Второй причиной, скорее всего, была недостаточная уверенность в русскости православных крестьян. Хотя М. Н. Муравьев декларативно утверждал, что крестьянство, и в первую очередь – православное крестьянство, составляет опору Российской империи в этом крае, в то же самое время он признавал, что католичество и польскость оставили глубокие следы и среди православного населения: «Население это, по большинству исповедующее православную веру, при значительном влиянии на нее римско-католического духовенства и помещиков, почти исключительно поляков, исповедует православную веру только номинально, усвоив между тем в общежитии обряды церкви католической, и вследствие сего необходимо предварительно упрочить в нем ослабевшее православие»[672]
. Даже чиновники белорусского происхождения, считавшие себя потомками дворянства, были недостойны доверия: «Они с ног до головы заражены польским духом, и только православная вера мешает им окончательно слиться с поляками; бредят унией, посещают исключительно костелы, употребляют постоянно польский язык дома, в обществе, на гуляниях; читают только польских авторов, знают наизусть Мицкевича, Сырокомля, не имеют ни малейшего понятия о Пушкине, Гоголе, Лермонтове и других наших литературных деятелях; в восторге от Пустовойтовой и ей подобных ренегатов. Несколько из этих молодчиков ушло даже до лясу, и нам остается только пожалеть, что и остальная этого рода сволочь не убралась туда же: по крайней мере, Белоруссия очистилась бы от этих перевертней, от этой заразы ‹…›»[673]. Видимо, М. Н. Муравьев боялся, что преподавание католического Закона Божьего в народных школах (что подразумевало и издание краткого катехизиса на русском) при таком состоянии народного самосознания может привлечь в католичество и православных крестьян (бывших униатов). Эти же опасения чиновников отражают и дискуссии о месте русского языка в католическом богослужении.Введение русского языка в католическое богослужение
Для царских чиновников самой проблематичной группой белорусов были католики, находившиеся, как считали эти чиновники, под влиянием католических ксендзов, то есть поляков. Исправить ситуацию и достичь в этом существенных результатов (обратить в православие) возможно было разными путями.

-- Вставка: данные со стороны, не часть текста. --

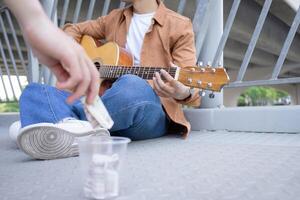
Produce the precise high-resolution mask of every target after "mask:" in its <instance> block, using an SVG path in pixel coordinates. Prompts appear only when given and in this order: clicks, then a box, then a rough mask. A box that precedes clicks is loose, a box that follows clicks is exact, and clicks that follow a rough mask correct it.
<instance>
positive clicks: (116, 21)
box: [63, 1, 200, 137]
mask: <svg viewBox="0 0 300 200" xmlns="http://www.w3.org/2000/svg"><path fill="white" fill-rule="evenodd" d="M158 2H159V7H158V10H157V11H156V13H155V15H154V17H153V19H152V25H151V26H150V28H149V30H148V32H147V33H146V35H145V38H144V43H143V46H142V50H141V61H140V65H141V66H169V65H170V64H169V63H170V62H173V63H175V64H176V65H178V66H180V67H185V66H194V65H195V63H196V57H195V46H194V33H193V29H192V23H191V21H190V19H189V18H186V17H184V16H181V15H179V14H177V13H176V12H174V11H171V10H169V9H167V8H166V7H165V6H164V4H163V3H162V2H161V1H158ZM132 15H133V7H132V6H130V7H128V8H124V9H116V10H113V11H111V12H110V13H109V14H108V15H106V16H102V17H99V18H98V19H96V20H90V21H86V22H82V23H78V24H66V25H65V26H64V28H63V29H64V31H65V32H66V33H67V34H69V35H71V36H72V37H73V38H74V39H75V40H76V41H77V42H79V41H80V40H81V37H82V35H84V34H86V35H90V36H92V37H94V38H96V39H104V40H106V41H113V42H116V43H117V44H118V45H120V46H122V47H125V44H126V36H127V32H128V29H129V25H130V21H131V18H132ZM150 84H151V83H150ZM161 101H162V104H163V107H164V109H165V111H166V113H167V114H168V116H169V118H170V119H171V120H172V122H171V125H170V129H169V132H170V133H171V132H172V133H180V134H182V135H183V136H184V137H186V136H187V135H188V133H189V132H190V128H191V126H190V123H189V122H188V121H187V120H186V118H185V116H184V114H183V111H182V105H181V104H185V105H190V106H199V105H200V97H199V94H198V92H195V93H194V94H193V95H192V97H191V98H189V99H187V100H186V101H184V102H182V101H180V102H179V101H176V100H174V99H172V98H161Z"/></svg>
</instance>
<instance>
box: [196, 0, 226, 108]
mask: <svg viewBox="0 0 300 200" xmlns="http://www.w3.org/2000/svg"><path fill="white" fill-rule="evenodd" d="M210 3H213V4H214V5H212V6H209V7H210V9H211V10H208V12H211V13H212V14H211V16H210V18H209V23H208V24H209V26H208V30H207V34H206V36H205V42H204V44H203V48H202V51H201V53H200V56H199V60H202V61H203V62H204V63H203V64H207V63H208V62H210V63H212V61H213V59H214V56H215V54H216V51H217V48H218V45H219V41H220V39H221V37H222V34H223V0H212V1H210ZM220 64H221V65H223V55H222V56H221V59H220ZM214 67H217V66H214ZM206 93H210V92H209V91H206ZM221 106H223V92H220V93H215V97H214V98H213V99H211V98H209V95H208V94H206V95H205V96H204V97H203V98H202V103H201V106H200V107H201V108H216V107H221Z"/></svg>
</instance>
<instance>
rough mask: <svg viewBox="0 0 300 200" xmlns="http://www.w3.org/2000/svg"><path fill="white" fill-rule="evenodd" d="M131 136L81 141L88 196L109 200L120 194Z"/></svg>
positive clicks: (98, 136) (83, 162) (80, 164)
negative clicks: (128, 138) (120, 170)
mask: <svg viewBox="0 0 300 200" xmlns="http://www.w3.org/2000/svg"><path fill="white" fill-rule="evenodd" d="M129 142H130V139H128V138H125V137H110V136H90V137H88V138H84V139H80V140H79V159H80V166H81V175H82V179H83V191H84V195H85V196H86V197H87V198H91V199H109V198H113V197H116V196H118V195H119V172H120V169H121V165H122V163H123V159H124V157H125V154H126V150H127V144H128V143H129Z"/></svg>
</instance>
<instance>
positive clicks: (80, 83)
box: [67, 56, 91, 103]
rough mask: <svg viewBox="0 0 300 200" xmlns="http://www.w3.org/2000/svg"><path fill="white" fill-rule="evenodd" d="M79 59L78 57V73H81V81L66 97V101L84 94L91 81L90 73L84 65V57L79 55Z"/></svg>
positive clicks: (73, 99)
mask: <svg viewBox="0 0 300 200" xmlns="http://www.w3.org/2000/svg"><path fill="white" fill-rule="evenodd" d="M79 59H80V60H79V62H80V69H81V72H80V73H81V74H82V79H81V81H79V84H78V85H77V87H76V88H75V90H74V93H73V94H72V95H71V96H69V97H68V98H67V102H68V103H71V102H73V101H74V100H75V99H78V98H80V97H81V96H83V95H85V93H86V91H87V89H88V87H89V84H90V82H91V74H90V71H89V69H88V67H87V66H86V62H85V60H84V57H82V56H81V57H80V58H79Z"/></svg>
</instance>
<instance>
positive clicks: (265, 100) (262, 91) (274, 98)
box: [237, 86, 289, 106]
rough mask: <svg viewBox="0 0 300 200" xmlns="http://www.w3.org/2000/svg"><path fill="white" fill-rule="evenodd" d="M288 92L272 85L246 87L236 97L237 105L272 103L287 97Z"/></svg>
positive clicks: (264, 103) (260, 105)
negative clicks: (238, 94) (265, 86)
mask: <svg viewBox="0 0 300 200" xmlns="http://www.w3.org/2000/svg"><path fill="white" fill-rule="evenodd" d="M288 97H289V94H288V93H287V92H285V91H283V90H278V89H275V88H272V87H264V86H254V87H250V88H248V89H246V90H245V91H244V92H243V93H242V94H241V95H240V96H239V98H238V102H237V105H238V106H264V105H274V104H276V102H278V101H279V100H281V99H284V98H288Z"/></svg>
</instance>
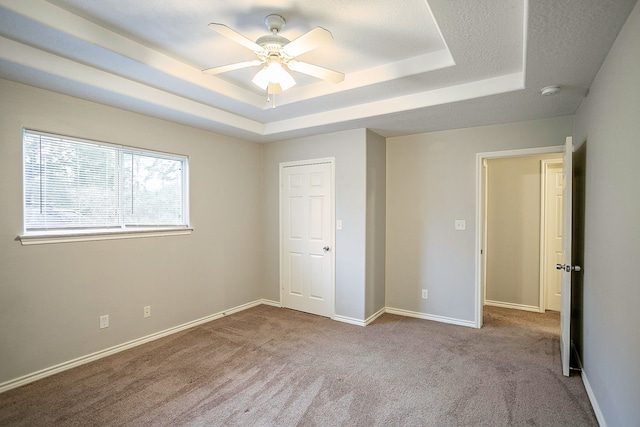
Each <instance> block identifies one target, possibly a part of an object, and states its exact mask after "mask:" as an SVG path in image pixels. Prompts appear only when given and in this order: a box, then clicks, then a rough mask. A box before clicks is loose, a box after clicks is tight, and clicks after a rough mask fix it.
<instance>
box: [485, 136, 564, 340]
mask: <svg viewBox="0 0 640 427" xmlns="http://www.w3.org/2000/svg"><path fill="white" fill-rule="evenodd" d="M563 152H564V146H563V145H557V146H550V147H538V148H525V149H519V150H507V151H492V152H485V153H477V154H476V224H478V227H476V259H475V277H476V279H475V302H476V304H475V307H476V310H475V321H474V326H475V327H476V328H481V327H482V313H483V301H484V277H485V265H484V259H485V257H484V253H483V252H484V248H485V246H486V245H485V236H486V212H485V205H484V193H485V185H486V175H485V168H484V167H483V165H484V163H485V160H487V159H500V158H506V157H523V156H532V155H538V154H555V153H563Z"/></svg>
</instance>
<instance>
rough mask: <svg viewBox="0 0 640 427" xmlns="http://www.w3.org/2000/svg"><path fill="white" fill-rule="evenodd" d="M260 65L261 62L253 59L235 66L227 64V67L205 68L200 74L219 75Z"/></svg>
mask: <svg viewBox="0 0 640 427" xmlns="http://www.w3.org/2000/svg"><path fill="white" fill-rule="evenodd" d="M261 64H262V61H260V60H259V59H254V60H253V61H245V62H238V63H236V64H229V65H222V66H220V67H214V68H207V69H206V70H202V72H203V73H205V74H211V75H215V74H220V73H226V72H227V71H233V70H239V69H241V68H249V67H257V66H258V65H261Z"/></svg>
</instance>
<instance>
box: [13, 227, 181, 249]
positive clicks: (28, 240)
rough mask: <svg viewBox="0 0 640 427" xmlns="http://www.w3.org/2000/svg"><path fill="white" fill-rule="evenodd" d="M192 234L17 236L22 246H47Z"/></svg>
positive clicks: (111, 233) (162, 229) (148, 229)
mask: <svg viewBox="0 0 640 427" xmlns="http://www.w3.org/2000/svg"><path fill="white" fill-rule="evenodd" d="M191 232H193V228H191V227H188V228H184V227H180V228H166V229H165V228H162V229H148V230H135V231H134V230H127V231H120V230H118V231H101V232H100V231H96V232H90V233H76V234H72V233H68V234H62V233H60V234H58V233H56V234H53V233H51V234H23V235H21V236H18V240H20V243H22V246H29V245H47V244H50V243H73V242H90V241H94V240H118V239H139V238H142V237H165V236H183V235H188V234H191Z"/></svg>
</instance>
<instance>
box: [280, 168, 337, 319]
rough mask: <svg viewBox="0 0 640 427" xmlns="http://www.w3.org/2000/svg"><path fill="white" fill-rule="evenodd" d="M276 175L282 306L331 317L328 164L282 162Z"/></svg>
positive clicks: (329, 180) (331, 274)
mask: <svg viewBox="0 0 640 427" xmlns="http://www.w3.org/2000/svg"><path fill="white" fill-rule="evenodd" d="M280 179H281V190H280V191H281V194H280V203H281V205H280V216H281V223H280V224H281V225H280V229H281V231H280V232H281V246H282V249H281V266H282V270H281V275H280V277H281V279H280V280H281V300H282V305H283V307H287V308H291V309H294V310H300V311H304V312H307V313H312V314H317V315H320V316H326V317H332V316H333V308H334V301H333V300H334V275H333V264H334V256H333V209H334V207H333V195H332V191H333V185H332V179H333V177H332V164H331V163H330V162H329V163H313V164H301V165H283V166H282V167H281V175H280Z"/></svg>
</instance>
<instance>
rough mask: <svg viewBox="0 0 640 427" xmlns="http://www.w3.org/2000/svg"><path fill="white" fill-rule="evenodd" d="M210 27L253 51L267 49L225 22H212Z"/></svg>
mask: <svg viewBox="0 0 640 427" xmlns="http://www.w3.org/2000/svg"><path fill="white" fill-rule="evenodd" d="M209 28H211V29H212V30H213V31H215V32H217V33H220V34H222V35H223V36H225V37H227V38H229V39H231V40H233V41H234V42H236V43H238V44H241V45H242V46H244V47H246V48H247V49H251V50H252V51H254V52H256V53H264V52H265V50H264V48H263V47H262V46H260V45H259V44H257V43H255V42H253V41H251V40H249V39H248V38H246V37H245V36H243V35H242V34H240V33H239V32H237V31H236V30H232V29H231V28H229V27H227V26H226V25H224V24H215V23H211V24H209Z"/></svg>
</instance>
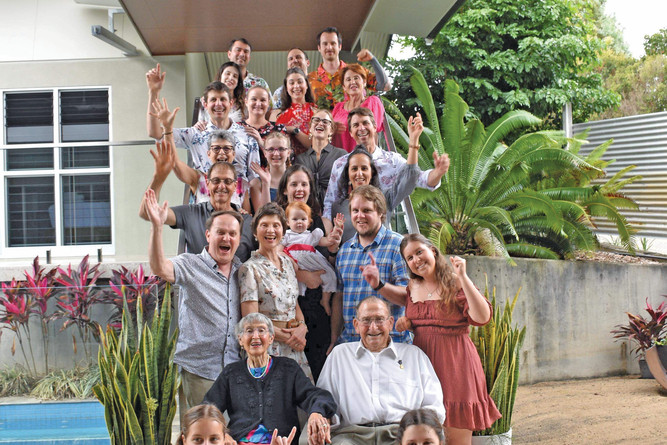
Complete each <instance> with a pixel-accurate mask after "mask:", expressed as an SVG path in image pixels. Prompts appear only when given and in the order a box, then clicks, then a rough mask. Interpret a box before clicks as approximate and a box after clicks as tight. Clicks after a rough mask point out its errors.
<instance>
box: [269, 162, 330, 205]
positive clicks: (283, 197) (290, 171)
mask: <svg viewBox="0 0 667 445" xmlns="http://www.w3.org/2000/svg"><path fill="white" fill-rule="evenodd" d="M296 172H304V173H305V174H306V176H307V177H308V185H309V186H310V193H309V194H308V199H307V200H306V204H308V206H309V207H310V209H311V210H312V213H313V215H319V214H320V202H319V201H318V200H317V189H316V188H315V179H313V173H312V172H311V171H310V169H309V168H308V167H306V166H304V165H301V164H295V165H292V166H291V167H289V168H288V169H287V170H285V174H283V177H282V178H280V183H278V194H277V195H276V203H277V204H278V205H279V206H280V207H282V208H286V207H287V204H289V202H288V200H287V183H288V182H289V179H290V177H291V176H292V175H293V174H294V173H296Z"/></svg>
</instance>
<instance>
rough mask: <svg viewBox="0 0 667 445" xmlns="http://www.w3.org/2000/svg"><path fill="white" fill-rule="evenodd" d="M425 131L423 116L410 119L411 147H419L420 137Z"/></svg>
mask: <svg viewBox="0 0 667 445" xmlns="http://www.w3.org/2000/svg"><path fill="white" fill-rule="evenodd" d="M423 131H424V122H423V121H422V117H421V114H419V113H417V115H416V116H410V118H409V119H408V137H409V138H410V145H411V146H413V145H417V146H418V145H419V136H421V134H422V132H423Z"/></svg>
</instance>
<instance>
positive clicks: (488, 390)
mask: <svg viewBox="0 0 667 445" xmlns="http://www.w3.org/2000/svg"><path fill="white" fill-rule="evenodd" d="M519 292H521V289H519V291H518V292H517V293H516V295H514V299H512V301H511V302H509V301H507V302H505V307H504V308H502V310H501V308H500V305H498V304H496V289H495V288H493V291H492V297H491V298H490V299H489V290H488V286H487V288H486V289H485V291H484V296H485V297H486V298H487V299H489V300H490V301H491V306H492V309H493V317H491V321H489V322H488V323H487V324H486V325H484V326H478V327H474V328H472V329H471V330H470V337H471V338H472V341H473V343H474V344H475V347H476V348H477V352H478V353H479V357H480V359H481V361H482V368H483V369H484V375H485V376H486V387H487V389H488V391H489V394H490V395H491V398H492V399H493V401H494V402H495V403H496V407H497V408H498V411H500V414H502V417H501V418H500V419H498V420H496V421H495V422H494V423H493V425H491V427H490V428H488V429H486V430H483V431H480V432H476V433H475V434H480V435H484V436H491V435H496V434H503V433H506V432H507V431H509V429H510V428H511V426H512V411H514V400H515V398H516V390H517V387H518V386H519V354H520V352H521V346H522V345H523V339H524V337H525V335H526V327H525V326H524V327H522V328H519V327H517V326H512V313H513V312H514V306H515V305H516V301H517V298H518V297H519Z"/></svg>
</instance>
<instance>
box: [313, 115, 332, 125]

Можно было попытаться принудить всех католиков Западного края принять православие, либо заставляя или поощряя отдельных лиц (а лучше – целые римско-католические приходы) переходить в православие, либо прибегнув к церковной унии. Сторонники были как у первого, так и у второго варианта. Некоторые чиновники, служившие в Северо-Западном крае в середине 1860-х годов и ратовавшие за поощрение процесса перехода в православие, надеялись на окончательный успех в этом деле в недалеком будущем[674]
. Сторонники второго подхода предлагали властям проект церковной унии, который предусматривал упразднение католической церкви в Российской империи (не считая Царства Польского) не позднее чем через 12 лет[675].Другой способ давления на католическую церковь – введение русского языка в католическое богослужение[676]
. В 1848 году Николай I запретил употребление русского языка в богослужении «иностранных» исповеданий («по-русски запретить; можно говорить проповеди на всех иностранных языках»[677]). Нетрудно догадаться, что имперские власти в этом случае боялись прозелитизма со стороны «иностранных» церквей. Православная церковь, как и некоторые чиновники, боялась, что при допущении русского языка учение этих «иностранных» исповеданий станет доступным и русским, которые могут быть таким образом «совращены»[678] в другие исповедания. Доминирование польского языка в католицизме не вызывало в то время больших опасений со стороны властей. Но еще до восстания 1863–1864 годов в этом соединении польского языка и католицизма обнаружились небольшие трещины.Дело в том, что еще до крестьянской реформы 1861 года имперские власти были обеспокоены этнокультурной ориентацией находившихся под польским влиянием недоминирующих этнических групп, в первую очередь литовцев. Еще в 1832 году Николай I приказал перевести на «самогитский язык» молитву за Царствующий Дом[679]
. В 1852 году власти вновь должны были вернуться к этой проблеме. Все началось с предложения виленского генерал-губернатора Ильи Гавриловича Бибикова о неупотреблении в католическом богослужении «самогитскаго языка»[680], на что центральные власти, имея в виду кроме всего прочего еще и то, «что распространение польского языка, а с ним и польского духа между жмудским народом составляло предмет постоянной заботливости бывшей Польской Республики», указали «латинскому духовенству произносить молитву о благоденствии Августейшего дома не исключительно по-польски, а в каждом приходе на том языке, на котором говорят прихожане»[681]. То есть имперские власти боялись, что устранение «самогитскаго языка» может привести к нежелательным последствиям (к ополячиванию литовцев).